Clinically, the expression of PD-L1 is upregulated after donor liver reperfusion, especially in the portal region (40). PD-L1 was low-expressed or not expressed in donor liver biopsy tissue (biopsy) before liver transplantation (41). PD-L1 was significantly increased in bile duct epithelial cells, infiltrating T cells and hepatic sinusoid vascular endothelial cells, but the expression level in PD-L1 was not significantly changed in liver cells (42). Compared with immunotolerant recipients after liver transplantation, the number of CD4+T cells and CD8+T cells in peripheral blood of recipients with acute rejection (AR) is obviously decreased and numerous CD4 + T cells and CD8 + T cells infiltrate the liver along with decreased CD152 and PD-1 expression on CD8 + T cells and CD4 + T cells (43). The recipients of AR also showed significantly increased granzyme B and perforin expression on their CD152 and PD-1 positive CD8 + T cells (44). A biopsy of the transplanted liver from AR recipients found increased expression of PD-L1 in the portal vein and lobular areas and PD-L1 was expressed in bile duct epithelial cells in the portal region, infiltrating T cells, and endothelial cells in the lobular area, respectively (45). PD-L1 from bile duct epithelial cells, infiltrating T cells, and hepatic sinusoidal endothelial cells were present on the cell surface and in the cytoplasm, whereas PD-L1 from hepatocytes was present only in the cytoplasm (42). Current clinical reports show that PD-1/PD-L1 expression is up-regulated in liver tissue when liver transplant recipients develop AR, which may be a negative feedback protective mechanism for the body (46).
Ueki et al. simulated ischemia-reperfusion injury in liver transplantation with 24 h cold storage to constructed the mouse liver transplantation model and found that PD-L1 was expressed on dendritic cells and sinusoidal endothelial cells in the liver tissue before liver transplantation in wild-type mice, but not on liver cells, while PD-L1 was up-regulated on the above three cells in liver transplanted of recipient mice (47). In contrast to liver transplantation between wild-type mice, after transplanting the liver of PD-L1 knockout mice into the wild-type, the liver transplanted showed infiltration by lymphocytes dominated by CD8 + T cells (48). With infiltration, liver injury was significantly aggravated, the proportion of CD8 + T cells in the blood of recipient mice increased significantly, and the level of inflammatory factors such as interleukin (interleukin, IL) -6 increased significantly (49). This suggests that the PD-1/PD-L1 pathway plays an important role in reducing the postoperative immune response and protecting the liver from immune damage in the mouse liver transplantation immune response.

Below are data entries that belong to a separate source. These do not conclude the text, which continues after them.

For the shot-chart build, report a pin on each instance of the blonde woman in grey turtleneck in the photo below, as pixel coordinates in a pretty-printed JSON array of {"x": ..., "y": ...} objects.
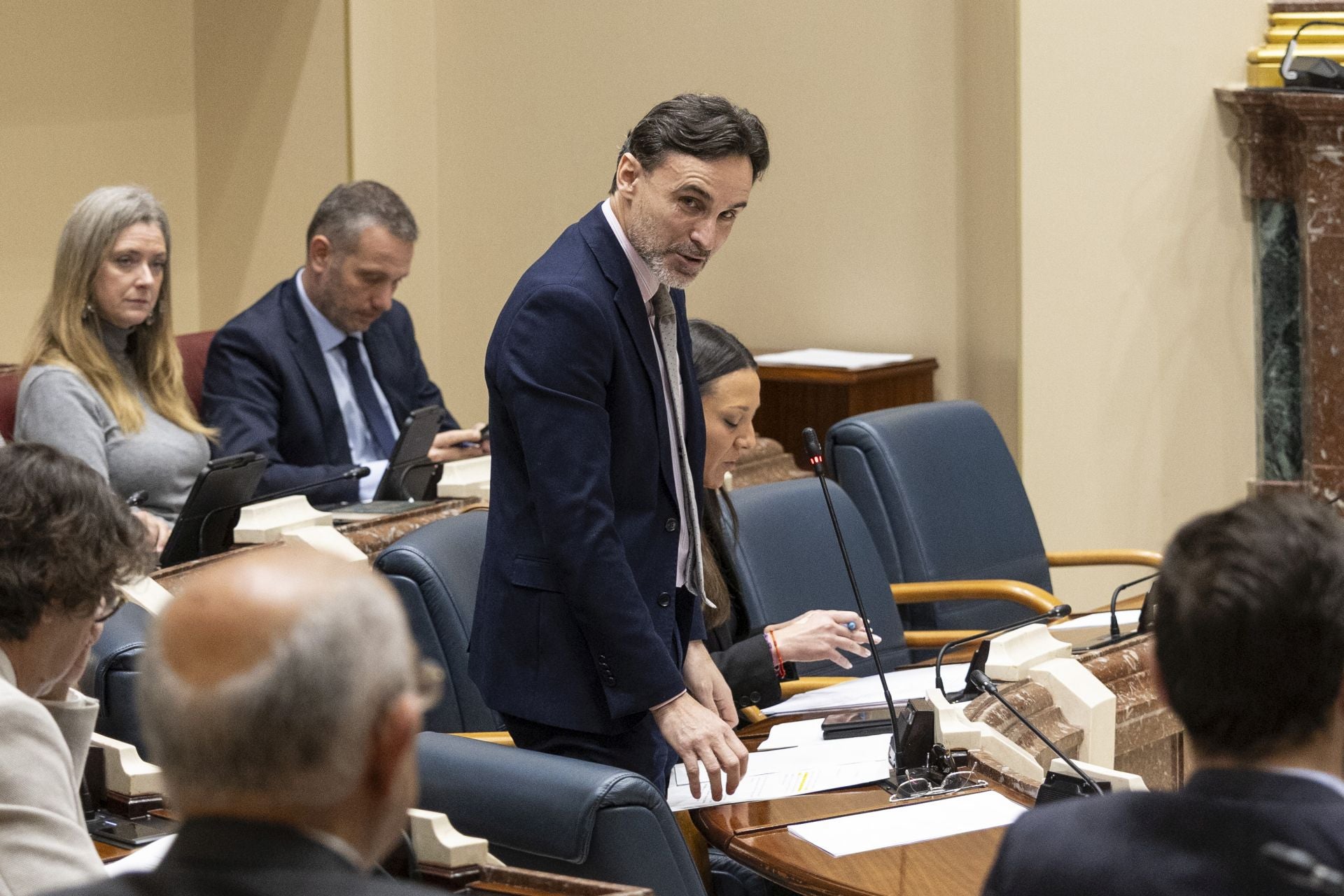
[{"x": 102, "y": 379}]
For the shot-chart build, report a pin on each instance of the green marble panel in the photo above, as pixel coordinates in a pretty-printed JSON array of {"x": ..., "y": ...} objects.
[{"x": 1280, "y": 330}]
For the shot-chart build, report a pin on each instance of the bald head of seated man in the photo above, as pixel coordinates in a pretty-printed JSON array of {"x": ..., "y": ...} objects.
[
  {"x": 1250, "y": 653},
  {"x": 281, "y": 695}
]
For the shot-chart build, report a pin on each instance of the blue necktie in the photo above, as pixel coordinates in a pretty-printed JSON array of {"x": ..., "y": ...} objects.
[{"x": 366, "y": 398}]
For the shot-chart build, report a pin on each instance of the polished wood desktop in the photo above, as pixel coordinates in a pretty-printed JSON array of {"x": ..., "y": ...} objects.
[
  {"x": 819, "y": 397},
  {"x": 1148, "y": 742}
]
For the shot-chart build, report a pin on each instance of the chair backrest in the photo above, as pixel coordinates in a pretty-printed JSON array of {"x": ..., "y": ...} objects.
[
  {"x": 112, "y": 672},
  {"x": 788, "y": 562},
  {"x": 194, "y": 347},
  {"x": 944, "y": 500},
  {"x": 8, "y": 399},
  {"x": 558, "y": 814},
  {"x": 436, "y": 570}
]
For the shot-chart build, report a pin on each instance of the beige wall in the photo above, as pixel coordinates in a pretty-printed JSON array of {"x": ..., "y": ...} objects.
[
  {"x": 92, "y": 94},
  {"x": 850, "y": 239},
  {"x": 1138, "y": 393},
  {"x": 272, "y": 139}
]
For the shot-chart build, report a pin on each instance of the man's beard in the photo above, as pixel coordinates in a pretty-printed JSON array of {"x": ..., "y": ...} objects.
[{"x": 644, "y": 239}]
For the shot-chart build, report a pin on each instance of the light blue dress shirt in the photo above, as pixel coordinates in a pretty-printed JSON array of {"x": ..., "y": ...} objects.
[{"x": 363, "y": 449}]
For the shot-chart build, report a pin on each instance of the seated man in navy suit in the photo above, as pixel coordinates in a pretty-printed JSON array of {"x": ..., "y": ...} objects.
[
  {"x": 1250, "y": 652},
  {"x": 320, "y": 372}
]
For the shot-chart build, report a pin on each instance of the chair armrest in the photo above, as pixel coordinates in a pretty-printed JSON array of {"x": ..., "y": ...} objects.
[
  {"x": 930, "y": 638},
  {"x": 1028, "y": 596},
  {"x": 809, "y": 682},
  {"x": 1121, "y": 556},
  {"x": 502, "y": 738}
]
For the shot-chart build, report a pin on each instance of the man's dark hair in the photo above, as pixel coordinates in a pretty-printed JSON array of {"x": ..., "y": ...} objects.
[
  {"x": 66, "y": 539},
  {"x": 353, "y": 207},
  {"x": 699, "y": 125},
  {"x": 1250, "y": 625}
]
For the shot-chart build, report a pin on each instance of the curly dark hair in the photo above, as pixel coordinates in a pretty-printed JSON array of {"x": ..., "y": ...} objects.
[
  {"x": 66, "y": 539},
  {"x": 698, "y": 125}
]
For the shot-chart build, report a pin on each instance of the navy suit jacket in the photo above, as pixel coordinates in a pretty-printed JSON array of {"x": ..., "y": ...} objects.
[
  {"x": 267, "y": 390},
  {"x": 1203, "y": 839},
  {"x": 578, "y": 621}
]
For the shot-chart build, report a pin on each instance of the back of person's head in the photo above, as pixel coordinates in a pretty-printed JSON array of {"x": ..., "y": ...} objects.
[
  {"x": 717, "y": 352},
  {"x": 268, "y": 680},
  {"x": 1250, "y": 625},
  {"x": 66, "y": 540},
  {"x": 701, "y": 125},
  {"x": 349, "y": 210},
  {"x": 70, "y": 331}
]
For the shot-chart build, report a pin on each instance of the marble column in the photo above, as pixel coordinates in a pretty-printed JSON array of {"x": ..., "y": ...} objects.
[{"x": 1292, "y": 153}]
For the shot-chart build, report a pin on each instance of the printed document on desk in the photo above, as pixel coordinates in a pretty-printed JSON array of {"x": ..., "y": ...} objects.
[
  {"x": 905, "y": 684},
  {"x": 792, "y": 773},
  {"x": 910, "y": 824}
]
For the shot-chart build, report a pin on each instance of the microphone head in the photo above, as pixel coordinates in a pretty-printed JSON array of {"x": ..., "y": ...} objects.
[
  {"x": 811, "y": 445},
  {"x": 981, "y": 681}
]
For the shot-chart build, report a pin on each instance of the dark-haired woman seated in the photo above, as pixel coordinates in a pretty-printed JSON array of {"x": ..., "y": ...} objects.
[
  {"x": 752, "y": 662},
  {"x": 66, "y": 543}
]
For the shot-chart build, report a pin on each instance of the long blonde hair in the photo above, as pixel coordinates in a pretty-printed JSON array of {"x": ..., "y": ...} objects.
[{"x": 69, "y": 331}]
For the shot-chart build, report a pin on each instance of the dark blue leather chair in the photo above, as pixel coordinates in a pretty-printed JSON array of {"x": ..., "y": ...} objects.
[
  {"x": 436, "y": 570},
  {"x": 112, "y": 672},
  {"x": 558, "y": 814},
  {"x": 788, "y": 562},
  {"x": 945, "y": 503}
]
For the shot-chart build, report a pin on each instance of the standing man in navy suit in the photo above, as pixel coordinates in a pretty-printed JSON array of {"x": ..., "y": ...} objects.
[
  {"x": 1250, "y": 653},
  {"x": 588, "y": 634},
  {"x": 320, "y": 372}
]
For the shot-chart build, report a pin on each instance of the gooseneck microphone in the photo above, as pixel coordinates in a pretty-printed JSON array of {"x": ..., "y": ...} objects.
[
  {"x": 1114, "y": 620},
  {"x": 1301, "y": 868},
  {"x": 1053, "y": 613},
  {"x": 987, "y": 685},
  {"x": 813, "y": 448},
  {"x": 354, "y": 473}
]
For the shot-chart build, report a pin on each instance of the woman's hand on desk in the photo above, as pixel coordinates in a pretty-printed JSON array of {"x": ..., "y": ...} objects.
[
  {"x": 156, "y": 530},
  {"x": 822, "y": 634}
]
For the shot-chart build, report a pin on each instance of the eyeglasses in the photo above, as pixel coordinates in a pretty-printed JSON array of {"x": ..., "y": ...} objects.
[
  {"x": 929, "y": 782},
  {"x": 108, "y": 608}
]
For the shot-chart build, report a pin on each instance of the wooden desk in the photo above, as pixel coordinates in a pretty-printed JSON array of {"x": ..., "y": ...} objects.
[
  {"x": 818, "y": 397},
  {"x": 1148, "y": 742}
]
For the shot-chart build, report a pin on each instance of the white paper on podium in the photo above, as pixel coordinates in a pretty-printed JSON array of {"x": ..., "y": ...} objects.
[
  {"x": 790, "y": 773},
  {"x": 905, "y": 684},
  {"x": 910, "y": 824},
  {"x": 832, "y": 358},
  {"x": 793, "y": 734}
]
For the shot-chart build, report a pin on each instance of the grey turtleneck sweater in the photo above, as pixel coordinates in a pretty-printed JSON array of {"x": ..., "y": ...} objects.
[{"x": 58, "y": 407}]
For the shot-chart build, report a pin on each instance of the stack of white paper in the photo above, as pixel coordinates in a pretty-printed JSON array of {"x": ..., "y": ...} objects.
[
  {"x": 831, "y": 358},
  {"x": 790, "y": 773},
  {"x": 905, "y": 684},
  {"x": 910, "y": 824}
]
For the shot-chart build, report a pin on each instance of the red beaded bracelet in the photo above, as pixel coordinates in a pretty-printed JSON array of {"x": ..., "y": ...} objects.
[{"x": 774, "y": 656}]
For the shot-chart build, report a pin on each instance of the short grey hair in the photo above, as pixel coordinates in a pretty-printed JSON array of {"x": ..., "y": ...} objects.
[
  {"x": 295, "y": 727},
  {"x": 350, "y": 209}
]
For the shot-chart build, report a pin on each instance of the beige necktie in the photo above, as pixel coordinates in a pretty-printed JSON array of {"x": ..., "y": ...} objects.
[{"x": 666, "y": 314}]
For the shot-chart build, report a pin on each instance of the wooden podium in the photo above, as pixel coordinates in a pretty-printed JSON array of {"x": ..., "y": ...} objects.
[{"x": 822, "y": 397}]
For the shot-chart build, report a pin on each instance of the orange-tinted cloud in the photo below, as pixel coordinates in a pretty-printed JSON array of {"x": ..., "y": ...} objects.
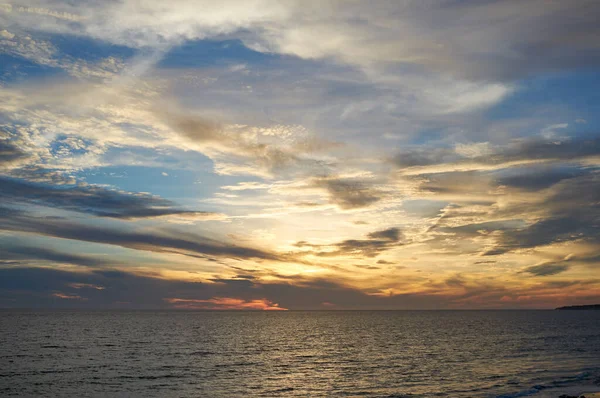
[
  {"x": 225, "y": 303},
  {"x": 68, "y": 296}
]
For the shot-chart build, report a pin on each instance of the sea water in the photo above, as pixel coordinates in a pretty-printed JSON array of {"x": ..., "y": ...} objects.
[{"x": 297, "y": 353}]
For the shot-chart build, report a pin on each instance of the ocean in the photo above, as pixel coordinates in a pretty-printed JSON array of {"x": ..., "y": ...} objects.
[{"x": 298, "y": 353}]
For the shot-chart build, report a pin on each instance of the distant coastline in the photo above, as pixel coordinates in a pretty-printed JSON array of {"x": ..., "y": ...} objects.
[{"x": 581, "y": 307}]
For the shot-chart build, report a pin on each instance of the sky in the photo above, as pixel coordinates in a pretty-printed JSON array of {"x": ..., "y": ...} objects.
[{"x": 322, "y": 155}]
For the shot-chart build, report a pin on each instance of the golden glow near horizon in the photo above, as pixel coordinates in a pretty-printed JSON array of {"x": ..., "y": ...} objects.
[{"x": 284, "y": 155}]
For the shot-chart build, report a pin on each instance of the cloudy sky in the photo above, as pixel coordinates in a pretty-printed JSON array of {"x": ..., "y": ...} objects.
[{"x": 300, "y": 154}]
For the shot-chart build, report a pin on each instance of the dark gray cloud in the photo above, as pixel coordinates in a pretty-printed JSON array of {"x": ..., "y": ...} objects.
[
  {"x": 24, "y": 253},
  {"x": 536, "y": 179},
  {"x": 546, "y": 269},
  {"x": 107, "y": 288},
  {"x": 375, "y": 243},
  {"x": 93, "y": 200},
  {"x": 349, "y": 193},
  {"x": 37, "y": 287},
  {"x": 572, "y": 213},
  {"x": 537, "y": 149},
  {"x": 15, "y": 220}
]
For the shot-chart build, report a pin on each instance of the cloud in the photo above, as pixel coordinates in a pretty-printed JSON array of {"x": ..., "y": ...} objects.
[
  {"x": 24, "y": 253},
  {"x": 11, "y": 155},
  {"x": 224, "y": 303},
  {"x": 520, "y": 153},
  {"x": 375, "y": 243},
  {"x": 190, "y": 244},
  {"x": 32, "y": 287},
  {"x": 348, "y": 193},
  {"x": 94, "y": 200},
  {"x": 546, "y": 269},
  {"x": 472, "y": 40}
]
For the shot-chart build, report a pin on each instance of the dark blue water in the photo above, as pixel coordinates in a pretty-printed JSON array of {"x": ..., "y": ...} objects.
[{"x": 231, "y": 354}]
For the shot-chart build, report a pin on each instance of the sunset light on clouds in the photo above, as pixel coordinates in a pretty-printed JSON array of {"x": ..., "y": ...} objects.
[{"x": 273, "y": 155}]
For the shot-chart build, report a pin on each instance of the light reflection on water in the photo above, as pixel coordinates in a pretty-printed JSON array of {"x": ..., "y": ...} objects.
[{"x": 355, "y": 353}]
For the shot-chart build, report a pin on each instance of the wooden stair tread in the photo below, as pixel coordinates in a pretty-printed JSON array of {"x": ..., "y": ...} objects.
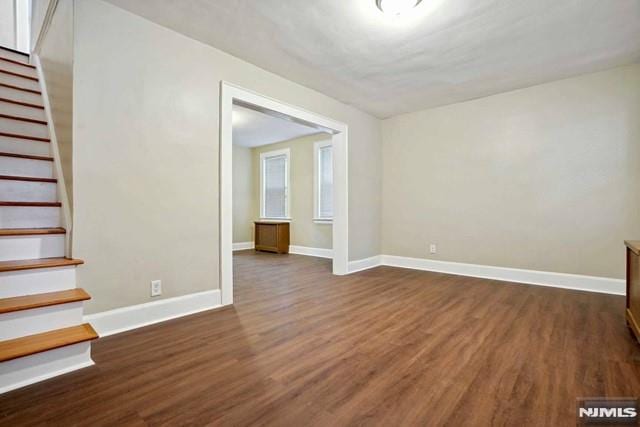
[
  {"x": 24, "y": 89},
  {"x": 22, "y": 103},
  {"x": 8, "y": 49},
  {"x": 31, "y": 264},
  {"x": 26, "y": 156},
  {"x": 27, "y": 178},
  {"x": 11, "y": 73},
  {"x": 33, "y": 344},
  {"x": 31, "y": 204},
  {"x": 20, "y": 136},
  {"x": 28, "y": 302},
  {"x": 23, "y": 119},
  {"x": 2, "y": 58},
  {"x": 31, "y": 231}
]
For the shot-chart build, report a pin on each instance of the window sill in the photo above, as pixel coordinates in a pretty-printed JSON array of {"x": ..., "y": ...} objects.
[
  {"x": 276, "y": 219},
  {"x": 323, "y": 221}
]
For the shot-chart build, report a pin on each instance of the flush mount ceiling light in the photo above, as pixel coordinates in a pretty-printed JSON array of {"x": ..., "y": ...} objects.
[{"x": 396, "y": 7}]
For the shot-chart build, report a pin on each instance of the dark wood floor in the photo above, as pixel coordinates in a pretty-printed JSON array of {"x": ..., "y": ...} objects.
[{"x": 382, "y": 347}]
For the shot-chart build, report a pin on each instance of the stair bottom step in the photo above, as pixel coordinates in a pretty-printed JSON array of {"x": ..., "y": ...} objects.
[{"x": 42, "y": 366}]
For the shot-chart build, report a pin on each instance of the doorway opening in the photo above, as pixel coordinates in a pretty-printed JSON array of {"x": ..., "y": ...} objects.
[{"x": 272, "y": 169}]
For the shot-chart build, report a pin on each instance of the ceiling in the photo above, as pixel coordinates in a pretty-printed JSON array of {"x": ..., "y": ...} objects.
[
  {"x": 445, "y": 52},
  {"x": 252, "y": 128}
]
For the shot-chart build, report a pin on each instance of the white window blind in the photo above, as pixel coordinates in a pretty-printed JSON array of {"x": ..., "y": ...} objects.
[
  {"x": 325, "y": 182},
  {"x": 275, "y": 169}
]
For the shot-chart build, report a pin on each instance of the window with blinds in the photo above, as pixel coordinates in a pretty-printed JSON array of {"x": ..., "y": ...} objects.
[
  {"x": 324, "y": 181},
  {"x": 275, "y": 184}
]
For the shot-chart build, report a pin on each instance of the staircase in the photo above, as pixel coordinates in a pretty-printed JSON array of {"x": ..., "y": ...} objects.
[{"x": 41, "y": 329}]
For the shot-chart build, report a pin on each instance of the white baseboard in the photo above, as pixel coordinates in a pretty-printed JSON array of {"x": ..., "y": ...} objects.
[
  {"x": 136, "y": 316},
  {"x": 542, "y": 278},
  {"x": 365, "y": 264},
  {"x": 317, "y": 252},
  {"x": 241, "y": 246}
]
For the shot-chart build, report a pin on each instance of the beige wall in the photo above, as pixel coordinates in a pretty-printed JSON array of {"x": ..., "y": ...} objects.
[
  {"x": 544, "y": 178},
  {"x": 243, "y": 194},
  {"x": 56, "y": 57},
  {"x": 304, "y": 232},
  {"x": 145, "y": 149},
  {"x": 7, "y": 24}
]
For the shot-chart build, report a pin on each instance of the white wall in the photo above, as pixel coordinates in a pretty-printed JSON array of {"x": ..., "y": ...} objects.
[
  {"x": 544, "y": 178},
  {"x": 38, "y": 13},
  {"x": 146, "y": 156},
  {"x": 8, "y": 23},
  {"x": 243, "y": 194}
]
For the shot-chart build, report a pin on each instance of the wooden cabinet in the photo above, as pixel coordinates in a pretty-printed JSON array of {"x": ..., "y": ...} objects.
[
  {"x": 272, "y": 236},
  {"x": 633, "y": 286}
]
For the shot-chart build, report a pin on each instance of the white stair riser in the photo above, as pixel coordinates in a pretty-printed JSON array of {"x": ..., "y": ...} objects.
[
  {"x": 24, "y": 128},
  {"x": 29, "y": 217},
  {"x": 20, "y": 69},
  {"x": 22, "y": 111},
  {"x": 24, "y": 146},
  {"x": 14, "y": 56},
  {"x": 38, "y": 367},
  {"x": 29, "y": 282},
  {"x": 29, "y": 322},
  {"x": 20, "y": 95},
  {"x": 31, "y": 247},
  {"x": 27, "y": 191},
  {"x": 19, "y": 81},
  {"x": 16, "y": 166}
]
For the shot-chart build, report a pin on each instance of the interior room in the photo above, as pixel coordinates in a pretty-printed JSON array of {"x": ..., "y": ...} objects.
[
  {"x": 282, "y": 182},
  {"x": 328, "y": 213}
]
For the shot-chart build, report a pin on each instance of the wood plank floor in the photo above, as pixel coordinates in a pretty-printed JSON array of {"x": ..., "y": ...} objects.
[{"x": 382, "y": 347}]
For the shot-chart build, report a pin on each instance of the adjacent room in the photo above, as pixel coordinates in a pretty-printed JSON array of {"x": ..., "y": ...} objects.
[
  {"x": 282, "y": 185},
  {"x": 328, "y": 213}
]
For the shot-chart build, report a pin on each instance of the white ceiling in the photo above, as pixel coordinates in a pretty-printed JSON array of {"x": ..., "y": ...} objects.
[
  {"x": 446, "y": 51},
  {"x": 252, "y": 128}
]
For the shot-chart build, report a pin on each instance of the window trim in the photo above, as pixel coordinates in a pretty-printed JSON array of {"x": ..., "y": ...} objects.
[
  {"x": 287, "y": 193},
  {"x": 316, "y": 181}
]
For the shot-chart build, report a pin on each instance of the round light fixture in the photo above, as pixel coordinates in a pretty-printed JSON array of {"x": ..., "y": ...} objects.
[{"x": 396, "y": 7}]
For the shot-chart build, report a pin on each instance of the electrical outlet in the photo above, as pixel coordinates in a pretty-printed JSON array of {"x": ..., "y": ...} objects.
[{"x": 156, "y": 288}]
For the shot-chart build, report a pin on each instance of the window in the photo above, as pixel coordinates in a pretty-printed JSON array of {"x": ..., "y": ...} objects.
[
  {"x": 323, "y": 182},
  {"x": 274, "y": 184}
]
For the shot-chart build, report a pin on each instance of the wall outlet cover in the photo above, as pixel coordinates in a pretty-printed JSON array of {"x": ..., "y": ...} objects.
[{"x": 156, "y": 288}]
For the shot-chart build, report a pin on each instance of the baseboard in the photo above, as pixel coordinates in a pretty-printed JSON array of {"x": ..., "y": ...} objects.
[
  {"x": 136, "y": 316},
  {"x": 578, "y": 282},
  {"x": 531, "y": 277},
  {"x": 241, "y": 246},
  {"x": 364, "y": 264},
  {"x": 317, "y": 252}
]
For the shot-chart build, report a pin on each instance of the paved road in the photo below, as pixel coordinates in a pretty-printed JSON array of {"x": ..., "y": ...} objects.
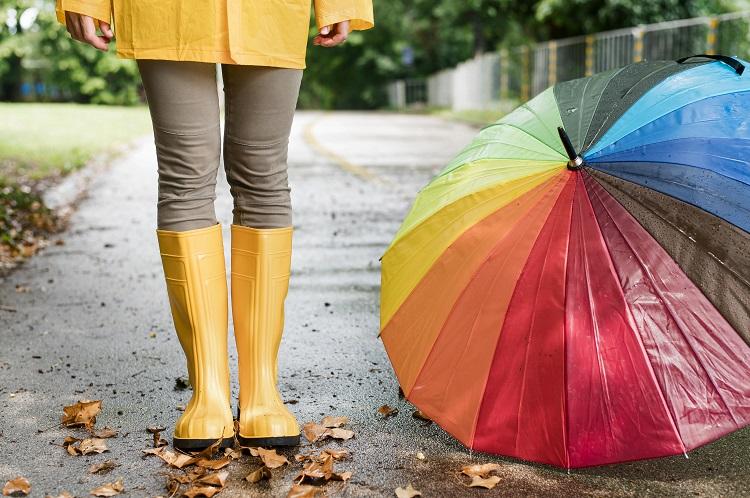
[{"x": 93, "y": 323}]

PD-1/PD-L1 and transplantation immune tolerance
PD-1/PD-L1 plays an important role in inducing graft immune tolerance and promoting graft survival. During the formation of transplantation immune tolerance, T cells play an irreplaceable role, and its activation requires the co-stimulation of the first and second signals (50). The second signal, the “co-stimulatory signal”, includes not only the signals that provide positive immunity (CD28-H7, CD40-CD154), but also many immunosuppressive signals (CTLA-4, PD-1/PD-L1, OPG, DcR 3, BTLA/B7x) (51). If the positive stimulation signal provided by positive molecules is dominant, T cells will activate proliferation and differentiate into auxiliary T cells to improve immune activity (52). Conversely, immune tolerance is gradually formed.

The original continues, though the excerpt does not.